Now he broke in two what was obviously the first sentence, at the point where the Greek letter “μ” indicated a half-stop, and set down the remainder of that obvious division immediately below it:

R A E I O S D R O M F I N
E D R C N I E Y U Y R E D

Moved by sheer caprice, he wrote the lines again, the second division lacking one space of meeting the left margin:

R A E I O S D R O M F I N
E D R C N I E Y U Y R E D

For full five minutes he stared at this combination until the lines blurred and blended. Of a sudden, his heart speeded up. His pencil shook as he rapidly rewrote the letters, mortising the lines:

readericonsideryoumyfriend

I have it!

He shouted, aloud; laughed, ecstatically, half hysterically. How ridiculously simple it was⁠—now that he had cracked it open. Within five minutes of feverish copying and mortising, he had decoded the brief message of the first page:

Reader I consider you my friend and commend your perseverance having achieved the ability to read this book you have also the right to possess it my reasons for doing this in cipher will be made plain as you proceed


With the long strain relaxed, Bobby awoke to the fact that he was wolfishly hungry. He dressed for the street, a broad grin of self-satisfaction on his face. It was good to have conquered something! As he stood before the glass, knotting his scarf, he glanced at the little black book on the table as a gladiator might have regarded a recumbent antagonist.

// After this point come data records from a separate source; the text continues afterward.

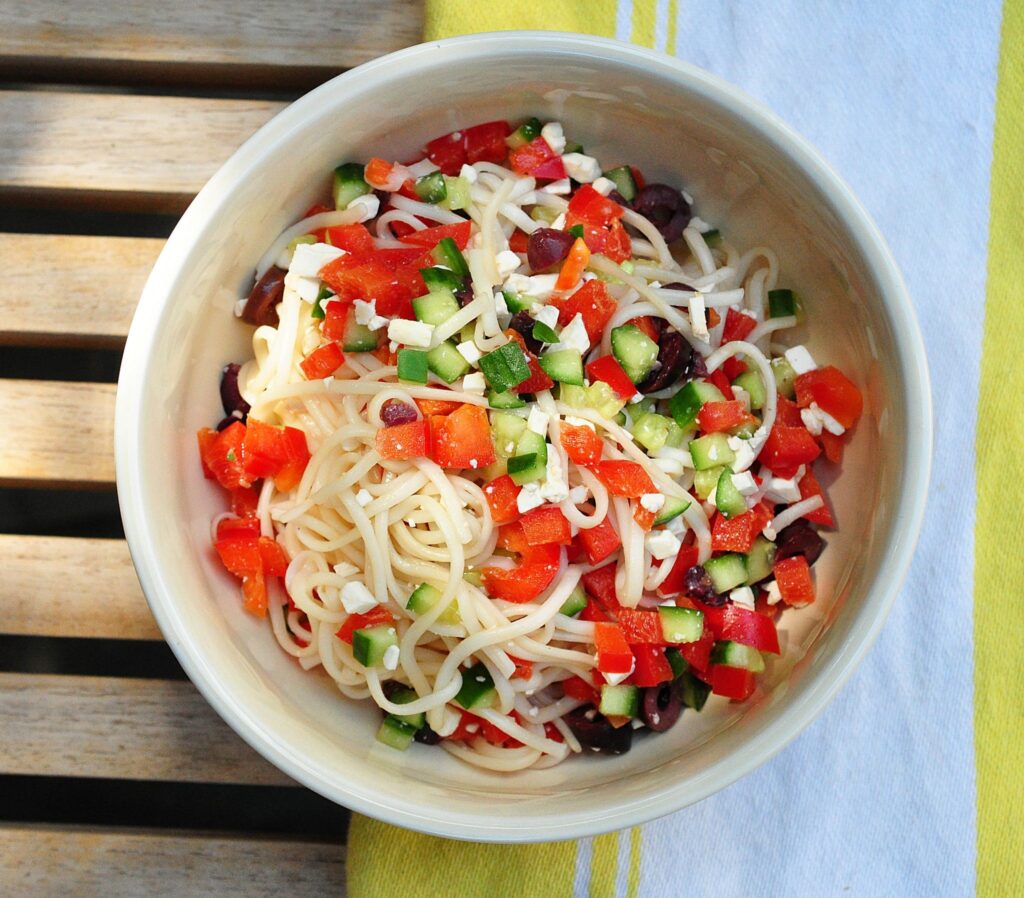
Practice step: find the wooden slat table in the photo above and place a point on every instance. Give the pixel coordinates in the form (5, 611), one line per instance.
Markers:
(117, 778)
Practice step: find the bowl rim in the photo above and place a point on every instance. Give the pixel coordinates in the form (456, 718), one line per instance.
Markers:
(895, 561)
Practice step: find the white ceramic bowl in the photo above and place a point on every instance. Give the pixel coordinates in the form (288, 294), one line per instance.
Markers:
(751, 174)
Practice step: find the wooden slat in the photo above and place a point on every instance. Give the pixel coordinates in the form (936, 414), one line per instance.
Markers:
(89, 285)
(120, 728)
(119, 151)
(56, 433)
(65, 860)
(59, 586)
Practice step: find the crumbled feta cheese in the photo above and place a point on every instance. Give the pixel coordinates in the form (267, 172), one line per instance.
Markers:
(411, 333)
(742, 596)
(653, 502)
(538, 421)
(356, 598)
(662, 544)
(469, 351)
(698, 322)
(554, 136)
(800, 359)
(582, 168)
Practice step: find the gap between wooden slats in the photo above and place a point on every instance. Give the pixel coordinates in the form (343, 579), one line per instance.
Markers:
(120, 728)
(70, 290)
(56, 434)
(67, 860)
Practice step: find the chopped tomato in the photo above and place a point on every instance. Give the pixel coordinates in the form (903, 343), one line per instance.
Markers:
(502, 495)
(462, 439)
(599, 542)
(624, 478)
(833, 391)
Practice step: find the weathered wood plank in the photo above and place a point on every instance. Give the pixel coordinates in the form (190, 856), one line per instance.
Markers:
(38, 860)
(121, 728)
(56, 433)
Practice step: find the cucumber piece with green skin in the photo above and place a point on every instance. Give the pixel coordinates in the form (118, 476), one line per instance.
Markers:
(424, 598)
(431, 187)
(369, 645)
(726, 571)
(755, 387)
(348, 183)
(435, 308)
(622, 700)
(625, 183)
(446, 362)
(477, 687)
(728, 499)
(734, 654)
(685, 404)
(564, 366)
(413, 366)
(711, 451)
(673, 508)
(760, 560)
(634, 350)
(395, 733)
(680, 625)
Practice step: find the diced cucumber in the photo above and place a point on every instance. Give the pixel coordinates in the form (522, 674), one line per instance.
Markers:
(369, 645)
(435, 308)
(395, 733)
(673, 508)
(446, 362)
(685, 404)
(760, 560)
(735, 654)
(726, 571)
(348, 183)
(785, 377)
(635, 351)
(413, 366)
(477, 687)
(446, 253)
(711, 451)
(728, 499)
(431, 188)
(574, 603)
(622, 700)
(564, 366)
(625, 183)
(425, 596)
(439, 280)
(508, 399)
(680, 625)
(755, 387)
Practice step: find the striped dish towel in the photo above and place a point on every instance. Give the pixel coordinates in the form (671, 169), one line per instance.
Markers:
(912, 781)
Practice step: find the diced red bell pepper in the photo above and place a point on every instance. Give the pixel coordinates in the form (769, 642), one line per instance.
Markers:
(608, 370)
(404, 440)
(462, 439)
(593, 302)
(834, 392)
(794, 578)
(546, 524)
(502, 495)
(613, 654)
(786, 449)
(624, 478)
(652, 667)
(743, 626)
(733, 683)
(723, 417)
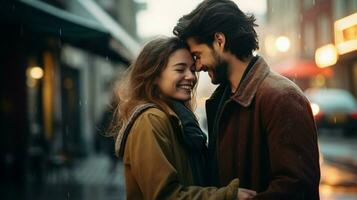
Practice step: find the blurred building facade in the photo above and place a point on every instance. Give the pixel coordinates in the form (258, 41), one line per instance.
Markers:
(296, 30)
(58, 59)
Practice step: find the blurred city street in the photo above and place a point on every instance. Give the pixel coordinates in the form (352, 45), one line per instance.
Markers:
(60, 61)
(338, 167)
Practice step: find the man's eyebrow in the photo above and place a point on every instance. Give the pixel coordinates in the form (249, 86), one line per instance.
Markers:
(180, 64)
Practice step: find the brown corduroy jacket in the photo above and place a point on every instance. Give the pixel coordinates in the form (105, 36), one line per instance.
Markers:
(157, 165)
(266, 136)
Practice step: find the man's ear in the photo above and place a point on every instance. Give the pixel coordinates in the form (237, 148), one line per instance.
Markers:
(220, 40)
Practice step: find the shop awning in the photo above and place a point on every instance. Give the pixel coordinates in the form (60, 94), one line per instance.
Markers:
(89, 34)
(297, 68)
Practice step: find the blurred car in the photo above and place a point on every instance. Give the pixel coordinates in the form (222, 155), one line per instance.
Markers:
(334, 109)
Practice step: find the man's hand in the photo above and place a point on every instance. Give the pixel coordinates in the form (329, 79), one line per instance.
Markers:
(245, 194)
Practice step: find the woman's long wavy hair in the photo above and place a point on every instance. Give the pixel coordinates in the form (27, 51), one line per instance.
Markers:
(138, 84)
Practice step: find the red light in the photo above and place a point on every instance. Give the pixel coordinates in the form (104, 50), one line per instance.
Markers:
(319, 116)
(354, 115)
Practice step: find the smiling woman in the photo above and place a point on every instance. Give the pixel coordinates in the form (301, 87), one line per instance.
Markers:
(159, 139)
(178, 79)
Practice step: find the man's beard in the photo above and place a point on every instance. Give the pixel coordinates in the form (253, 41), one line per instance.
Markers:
(221, 70)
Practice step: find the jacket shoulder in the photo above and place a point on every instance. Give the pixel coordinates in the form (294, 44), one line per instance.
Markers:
(277, 85)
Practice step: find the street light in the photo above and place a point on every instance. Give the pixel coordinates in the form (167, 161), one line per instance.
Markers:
(282, 43)
(36, 72)
(326, 56)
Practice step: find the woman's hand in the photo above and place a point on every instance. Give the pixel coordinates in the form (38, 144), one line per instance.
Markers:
(245, 194)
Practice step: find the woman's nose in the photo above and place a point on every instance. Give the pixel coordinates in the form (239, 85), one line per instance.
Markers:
(190, 75)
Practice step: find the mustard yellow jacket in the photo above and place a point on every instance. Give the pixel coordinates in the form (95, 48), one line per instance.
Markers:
(157, 165)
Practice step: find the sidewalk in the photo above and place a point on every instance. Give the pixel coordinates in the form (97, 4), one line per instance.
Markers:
(339, 150)
(89, 179)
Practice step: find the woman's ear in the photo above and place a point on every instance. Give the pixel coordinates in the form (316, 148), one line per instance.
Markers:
(220, 40)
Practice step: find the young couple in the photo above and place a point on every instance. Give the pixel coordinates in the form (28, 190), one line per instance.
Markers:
(262, 136)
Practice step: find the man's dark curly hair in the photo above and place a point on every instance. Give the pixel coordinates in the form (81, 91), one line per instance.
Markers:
(214, 16)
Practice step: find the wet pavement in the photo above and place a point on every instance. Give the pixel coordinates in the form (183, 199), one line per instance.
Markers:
(93, 179)
(97, 178)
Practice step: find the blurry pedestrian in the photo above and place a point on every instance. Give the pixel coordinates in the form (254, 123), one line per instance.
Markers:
(260, 124)
(162, 146)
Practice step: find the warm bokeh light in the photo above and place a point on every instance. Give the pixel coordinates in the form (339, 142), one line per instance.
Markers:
(36, 72)
(269, 45)
(326, 56)
(346, 34)
(282, 43)
(315, 109)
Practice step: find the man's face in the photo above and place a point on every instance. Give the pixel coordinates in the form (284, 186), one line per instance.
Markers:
(207, 59)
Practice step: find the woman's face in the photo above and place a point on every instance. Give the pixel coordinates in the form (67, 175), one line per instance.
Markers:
(178, 78)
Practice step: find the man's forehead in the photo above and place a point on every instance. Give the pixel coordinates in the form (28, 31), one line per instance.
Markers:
(194, 45)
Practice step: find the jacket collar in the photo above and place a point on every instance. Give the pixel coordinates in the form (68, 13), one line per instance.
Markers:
(249, 86)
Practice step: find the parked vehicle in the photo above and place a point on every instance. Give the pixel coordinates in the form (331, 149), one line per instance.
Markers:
(334, 109)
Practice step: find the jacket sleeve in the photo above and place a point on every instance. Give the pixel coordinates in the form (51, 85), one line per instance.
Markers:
(152, 166)
(292, 147)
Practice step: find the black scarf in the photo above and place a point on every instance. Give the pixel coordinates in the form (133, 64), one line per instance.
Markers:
(194, 140)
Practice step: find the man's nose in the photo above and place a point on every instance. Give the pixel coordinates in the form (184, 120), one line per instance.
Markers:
(198, 66)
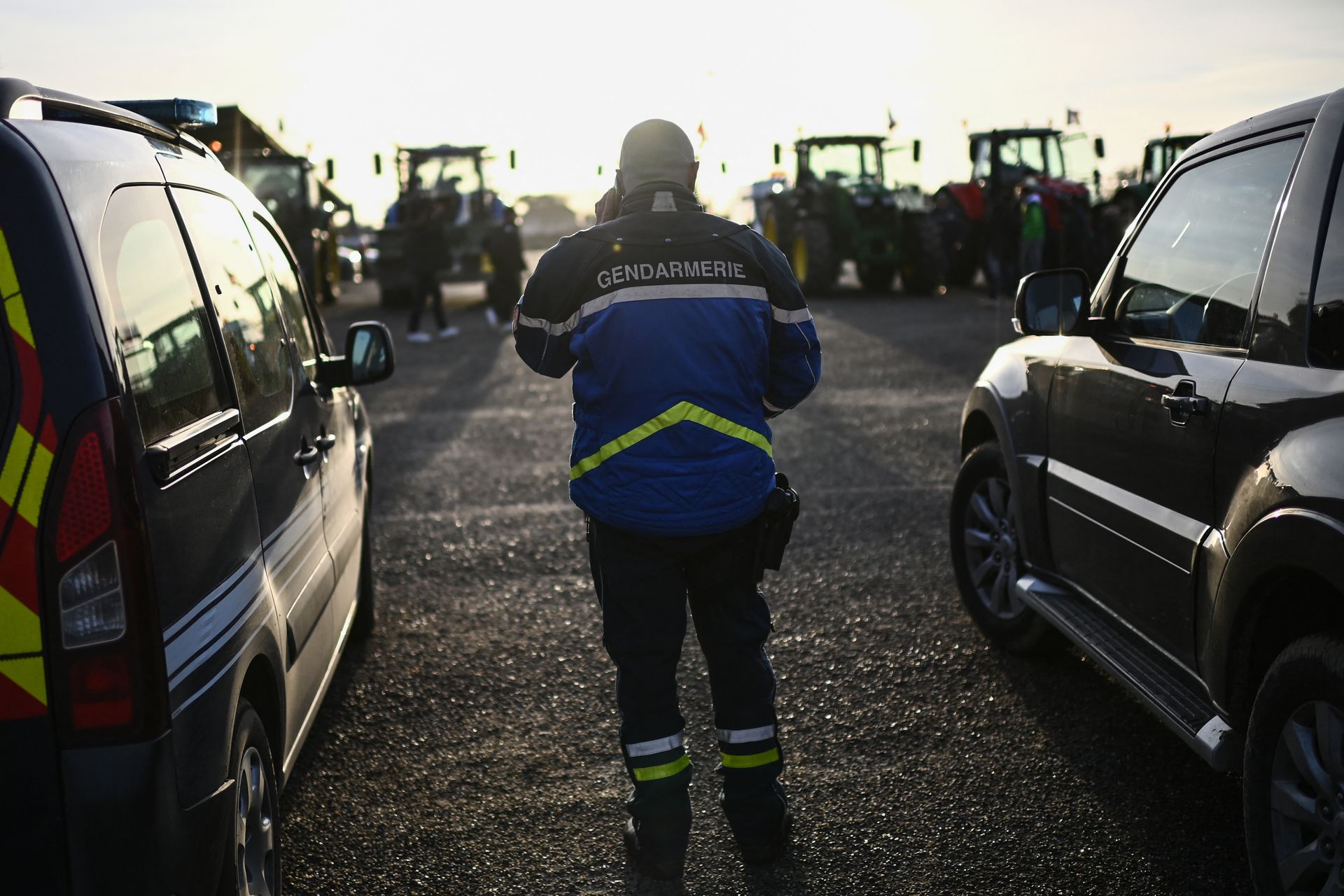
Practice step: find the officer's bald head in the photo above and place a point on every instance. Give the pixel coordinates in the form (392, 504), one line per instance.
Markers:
(656, 149)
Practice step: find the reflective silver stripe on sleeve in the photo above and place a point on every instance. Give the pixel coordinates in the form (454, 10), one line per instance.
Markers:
(554, 330)
(650, 747)
(746, 735)
(792, 317)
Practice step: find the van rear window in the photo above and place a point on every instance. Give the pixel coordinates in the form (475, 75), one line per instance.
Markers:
(162, 326)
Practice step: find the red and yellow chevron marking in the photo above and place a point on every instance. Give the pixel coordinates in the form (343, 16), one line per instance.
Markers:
(23, 482)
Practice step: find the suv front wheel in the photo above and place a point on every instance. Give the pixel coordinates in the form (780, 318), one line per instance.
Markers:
(1294, 776)
(252, 850)
(986, 555)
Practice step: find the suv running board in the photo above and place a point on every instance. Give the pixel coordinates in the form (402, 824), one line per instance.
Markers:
(1172, 694)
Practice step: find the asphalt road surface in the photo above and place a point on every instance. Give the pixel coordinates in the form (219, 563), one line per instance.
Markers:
(470, 747)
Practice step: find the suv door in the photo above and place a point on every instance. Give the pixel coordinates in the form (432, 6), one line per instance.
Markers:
(1135, 407)
(343, 469)
(280, 429)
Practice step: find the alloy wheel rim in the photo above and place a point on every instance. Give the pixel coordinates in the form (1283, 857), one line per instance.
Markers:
(990, 539)
(1307, 799)
(254, 827)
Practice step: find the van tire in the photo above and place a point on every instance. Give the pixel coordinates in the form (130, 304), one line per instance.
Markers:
(252, 859)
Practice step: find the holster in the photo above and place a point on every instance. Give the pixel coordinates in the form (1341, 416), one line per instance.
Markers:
(774, 527)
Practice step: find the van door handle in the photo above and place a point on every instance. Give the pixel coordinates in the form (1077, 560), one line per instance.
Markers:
(1186, 403)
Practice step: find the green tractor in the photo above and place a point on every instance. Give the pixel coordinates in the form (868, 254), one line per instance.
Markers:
(1116, 214)
(840, 209)
(451, 179)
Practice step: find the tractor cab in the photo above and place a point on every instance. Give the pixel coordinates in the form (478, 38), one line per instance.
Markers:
(840, 209)
(1161, 153)
(447, 186)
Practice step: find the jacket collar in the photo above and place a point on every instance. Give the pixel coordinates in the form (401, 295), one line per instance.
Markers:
(660, 195)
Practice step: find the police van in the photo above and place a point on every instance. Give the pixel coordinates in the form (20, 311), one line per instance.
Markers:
(185, 488)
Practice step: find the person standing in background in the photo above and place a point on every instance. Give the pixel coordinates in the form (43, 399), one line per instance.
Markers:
(425, 253)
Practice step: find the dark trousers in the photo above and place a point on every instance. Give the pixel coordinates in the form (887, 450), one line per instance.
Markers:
(426, 290)
(643, 586)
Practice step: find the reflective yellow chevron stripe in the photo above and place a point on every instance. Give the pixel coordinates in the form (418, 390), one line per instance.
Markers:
(667, 770)
(679, 413)
(29, 675)
(20, 630)
(30, 503)
(750, 761)
(14, 463)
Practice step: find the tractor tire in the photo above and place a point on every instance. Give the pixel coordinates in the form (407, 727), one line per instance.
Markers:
(813, 257)
(956, 238)
(923, 269)
(876, 277)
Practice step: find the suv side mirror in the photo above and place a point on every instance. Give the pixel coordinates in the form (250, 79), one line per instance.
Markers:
(369, 358)
(1050, 302)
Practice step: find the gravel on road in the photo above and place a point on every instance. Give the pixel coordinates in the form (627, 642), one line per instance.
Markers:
(470, 746)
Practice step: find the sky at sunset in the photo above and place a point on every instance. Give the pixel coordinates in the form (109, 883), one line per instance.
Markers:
(561, 83)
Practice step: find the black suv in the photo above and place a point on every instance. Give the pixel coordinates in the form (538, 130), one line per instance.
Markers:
(1159, 475)
(185, 485)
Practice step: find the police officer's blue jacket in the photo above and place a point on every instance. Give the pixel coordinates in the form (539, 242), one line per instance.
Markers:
(686, 333)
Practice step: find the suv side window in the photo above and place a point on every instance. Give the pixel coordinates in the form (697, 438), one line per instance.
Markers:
(162, 324)
(290, 295)
(1190, 274)
(1326, 330)
(235, 281)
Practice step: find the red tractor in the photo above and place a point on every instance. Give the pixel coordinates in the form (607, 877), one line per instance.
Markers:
(984, 216)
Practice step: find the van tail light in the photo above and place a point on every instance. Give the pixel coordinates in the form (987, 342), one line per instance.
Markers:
(105, 643)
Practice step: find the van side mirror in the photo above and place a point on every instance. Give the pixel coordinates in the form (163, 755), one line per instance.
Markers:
(369, 358)
(1050, 302)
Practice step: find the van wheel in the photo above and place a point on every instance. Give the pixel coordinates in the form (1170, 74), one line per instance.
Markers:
(366, 612)
(986, 555)
(1294, 773)
(252, 850)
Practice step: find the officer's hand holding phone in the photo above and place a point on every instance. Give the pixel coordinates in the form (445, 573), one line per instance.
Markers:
(608, 207)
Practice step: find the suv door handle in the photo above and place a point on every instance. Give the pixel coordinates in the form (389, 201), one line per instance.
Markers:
(1186, 403)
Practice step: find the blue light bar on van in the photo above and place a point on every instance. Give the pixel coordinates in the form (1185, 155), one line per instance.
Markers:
(175, 113)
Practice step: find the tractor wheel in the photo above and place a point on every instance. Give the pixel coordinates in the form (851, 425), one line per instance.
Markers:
(813, 257)
(771, 225)
(923, 270)
(956, 241)
(876, 277)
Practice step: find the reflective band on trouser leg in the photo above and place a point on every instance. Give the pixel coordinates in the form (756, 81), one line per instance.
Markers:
(666, 770)
(750, 761)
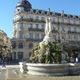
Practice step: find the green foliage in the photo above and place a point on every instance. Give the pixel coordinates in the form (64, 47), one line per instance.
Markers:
(50, 53)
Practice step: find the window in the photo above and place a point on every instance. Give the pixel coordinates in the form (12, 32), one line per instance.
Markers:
(42, 27)
(37, 26)
(31, 17)
(63, 29)
(74, 29)
(37, 36)
(31, 26)
(20, 45)
(69, 21)
(69, 29)
(54, 36)
(30, 45)
(20, 55)
(37, 18)
(69, 37)
(54, 28)
(31, 36)
(21, 25)
(53, 20)
(62, 21)
(42, 18)
(63, 37)
(13, 45)
(21, 35)
(42, 36)
(74, 22)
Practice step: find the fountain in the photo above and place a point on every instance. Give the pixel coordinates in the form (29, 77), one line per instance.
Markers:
(48, 58)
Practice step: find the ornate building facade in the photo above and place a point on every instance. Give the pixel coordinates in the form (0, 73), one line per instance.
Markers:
(5, 44)
(29, 25)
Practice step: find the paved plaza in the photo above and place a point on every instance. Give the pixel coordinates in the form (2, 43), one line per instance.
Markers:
(11, 72)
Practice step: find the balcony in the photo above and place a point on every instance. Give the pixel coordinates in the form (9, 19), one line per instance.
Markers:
(73, 32)
(28, 20)
(33, 40)
(35, 29)
(54, 31)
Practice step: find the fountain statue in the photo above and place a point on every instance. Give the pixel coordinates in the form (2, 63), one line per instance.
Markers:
(48, 50)
(48, 58)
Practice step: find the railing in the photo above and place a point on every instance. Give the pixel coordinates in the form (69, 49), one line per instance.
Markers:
(65, 23)
(29, 20)
(34, 40)
(35, 29)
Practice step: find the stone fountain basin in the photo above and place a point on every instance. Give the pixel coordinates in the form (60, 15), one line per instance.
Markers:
(51, 69)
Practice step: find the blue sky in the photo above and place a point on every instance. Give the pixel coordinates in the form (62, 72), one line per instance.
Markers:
(7, 8)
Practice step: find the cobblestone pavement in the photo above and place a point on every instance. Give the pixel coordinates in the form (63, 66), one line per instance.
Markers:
(12, 73)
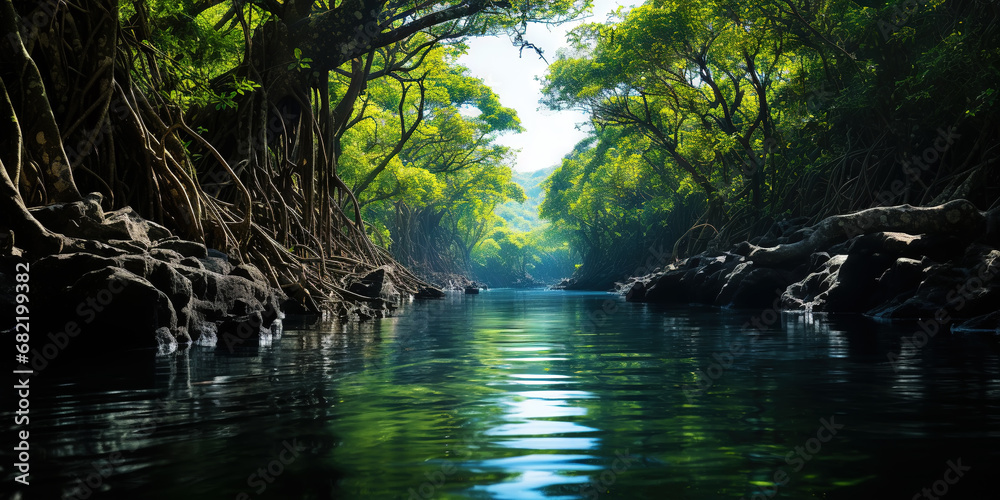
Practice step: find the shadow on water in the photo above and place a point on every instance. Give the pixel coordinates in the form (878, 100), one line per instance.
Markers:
(533, 394)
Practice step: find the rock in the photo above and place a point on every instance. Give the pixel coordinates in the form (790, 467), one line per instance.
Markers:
(184, 248)
(428, 292)
(376, 285)
(216, 263)
(165, 255)
(760, 288)
(636, 293)
(165, 342)
(249, 272)
(811, 292)
(119, 310)
(855, 281)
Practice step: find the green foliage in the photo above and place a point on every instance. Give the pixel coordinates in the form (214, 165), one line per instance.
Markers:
(749, 109)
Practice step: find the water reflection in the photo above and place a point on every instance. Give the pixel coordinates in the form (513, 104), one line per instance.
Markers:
(510, 395)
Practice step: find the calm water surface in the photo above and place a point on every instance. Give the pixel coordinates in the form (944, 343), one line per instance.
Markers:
(532, 395)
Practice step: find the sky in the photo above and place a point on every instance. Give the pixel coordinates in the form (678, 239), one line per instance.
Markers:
(548, 135)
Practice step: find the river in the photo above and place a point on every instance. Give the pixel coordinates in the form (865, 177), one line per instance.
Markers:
(530, 395)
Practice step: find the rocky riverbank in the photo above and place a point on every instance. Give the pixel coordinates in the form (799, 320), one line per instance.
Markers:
(127, 283)
(899, 263)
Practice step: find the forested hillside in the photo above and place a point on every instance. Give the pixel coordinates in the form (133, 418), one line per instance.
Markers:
(716, 120)
(318, 141)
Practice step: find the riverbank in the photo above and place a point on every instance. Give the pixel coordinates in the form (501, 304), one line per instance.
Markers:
(938, 264)
(123, 283)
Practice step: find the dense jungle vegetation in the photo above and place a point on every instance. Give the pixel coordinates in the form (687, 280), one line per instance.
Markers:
(714, 120)
(322, 139)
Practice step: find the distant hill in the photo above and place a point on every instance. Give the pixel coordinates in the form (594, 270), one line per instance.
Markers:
(524, 216)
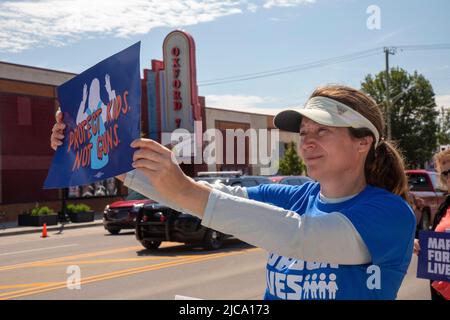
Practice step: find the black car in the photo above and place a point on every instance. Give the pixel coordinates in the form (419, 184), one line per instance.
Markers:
(156, 223)
(122, 214)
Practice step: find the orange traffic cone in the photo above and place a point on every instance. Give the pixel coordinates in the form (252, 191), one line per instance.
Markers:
(44, 231)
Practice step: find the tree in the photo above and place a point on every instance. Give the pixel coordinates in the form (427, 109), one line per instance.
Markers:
(413, 112)
(443, 136)
(291, 164)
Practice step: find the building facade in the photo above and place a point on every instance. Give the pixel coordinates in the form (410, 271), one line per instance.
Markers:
(28, 102)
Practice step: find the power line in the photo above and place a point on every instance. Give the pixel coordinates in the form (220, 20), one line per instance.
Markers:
(294, 68)
(319, 63)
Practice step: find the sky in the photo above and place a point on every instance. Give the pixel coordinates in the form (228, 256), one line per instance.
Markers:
(235, 38)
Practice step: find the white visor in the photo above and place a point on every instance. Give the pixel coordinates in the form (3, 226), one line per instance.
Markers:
(325, 111)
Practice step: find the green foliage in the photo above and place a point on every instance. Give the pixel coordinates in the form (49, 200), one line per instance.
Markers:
(41, 211)
(443, 135)
(291, 164)
(413, 112)
(77, 208)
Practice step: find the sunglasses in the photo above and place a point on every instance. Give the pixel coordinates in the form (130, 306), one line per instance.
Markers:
(445, 174)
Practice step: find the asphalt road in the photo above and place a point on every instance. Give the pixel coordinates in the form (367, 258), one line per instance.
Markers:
(118, 267)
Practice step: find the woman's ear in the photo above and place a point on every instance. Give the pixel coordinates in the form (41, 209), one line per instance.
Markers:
(365, 143)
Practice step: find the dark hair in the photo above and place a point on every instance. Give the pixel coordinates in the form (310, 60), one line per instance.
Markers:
(384, 166)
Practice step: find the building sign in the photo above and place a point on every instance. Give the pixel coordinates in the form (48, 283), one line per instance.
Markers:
(181, 106)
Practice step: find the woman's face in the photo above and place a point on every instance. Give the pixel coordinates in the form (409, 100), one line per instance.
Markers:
(444, 167)
(329, 152)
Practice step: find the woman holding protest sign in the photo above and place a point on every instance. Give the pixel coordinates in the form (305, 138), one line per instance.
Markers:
(440, 290)
(348, 236)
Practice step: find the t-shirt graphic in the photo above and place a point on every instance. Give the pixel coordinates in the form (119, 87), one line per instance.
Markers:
(386, 224)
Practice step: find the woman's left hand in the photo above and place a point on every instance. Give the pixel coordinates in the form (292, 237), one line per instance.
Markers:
(159, 165)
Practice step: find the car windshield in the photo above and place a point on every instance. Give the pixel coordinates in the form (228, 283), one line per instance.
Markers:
(437, 184)
(418, 182)
(133, 195)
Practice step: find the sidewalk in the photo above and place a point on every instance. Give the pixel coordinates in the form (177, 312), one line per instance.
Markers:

Stepping out into a stinging sleet-storm, invigorated by its tonic thrust, he squared his shoulders, lengthened his stride, took deep inhalations, laughed joyously, sang the Marseillaise, and marched to it, swinging his long arms with a triumphant swagger.

There was a little chophouse only a block south of the Michigan Central station where one Tony held forth all night. Tony was typical of the occasional small shopkeeper, erudite barber, philosophical cobbler, or picturesque restaurateur to be found in every college town, by whose eccentricities, combined with a sincere interest in varsity athletics and the institution at large, they contrive to achieve local fame.

Many a full professor at the State University would have been happy and lucky had he been able to call as many undergraduates by their names as Tony. The turnover in population in a college town being bewilderingly rapid, Tony’s eleven years’ residence in Ann Arbor had made him a fixture, an institution. It was as if he had been there since the sixth day of creation.

He was reputed to be quite well to do, in spite of the fact that he extended credit and made unsecured loans to students with a naive faith that would have closed a bank in forty-eight hours.

On the cigar-case lay open a cheap daybook. Attached to it, by a cotton string, was a pencil. If a student came into Tony’s place without funds, he ordered what he liked and upon leaving wrote his name and the amount of his indebtedness in the book. It was not necessary to establish one’s credit. One wrote in the book. When one got around to it, one paid off the score, leafed back through the book, located and personally deleted the item. Tony unemotionally accepted the payment. His failure to smile his thanks over the liquidation of the debt was in itself a pretty compliment. Having known it would be paid, there was no occasion for breaking out into rapture.

Tony himself came on duty at six in the evening and stayed the night. Nobody ever saw him at his place of business in the daytime, capable assistants being in charge through the breakfast and luncheon hours.

“Tony, how come you work only at night?” he was frequently asked by his clients, as he plunked platters of ham and eggs on a bare wooden table.

“You rather I not be here at night⁠—eh?” Tony would inquire, grinning, quite aware that in the noisy protest which this rejoinder would evoke, their original inquiry would be forgotten.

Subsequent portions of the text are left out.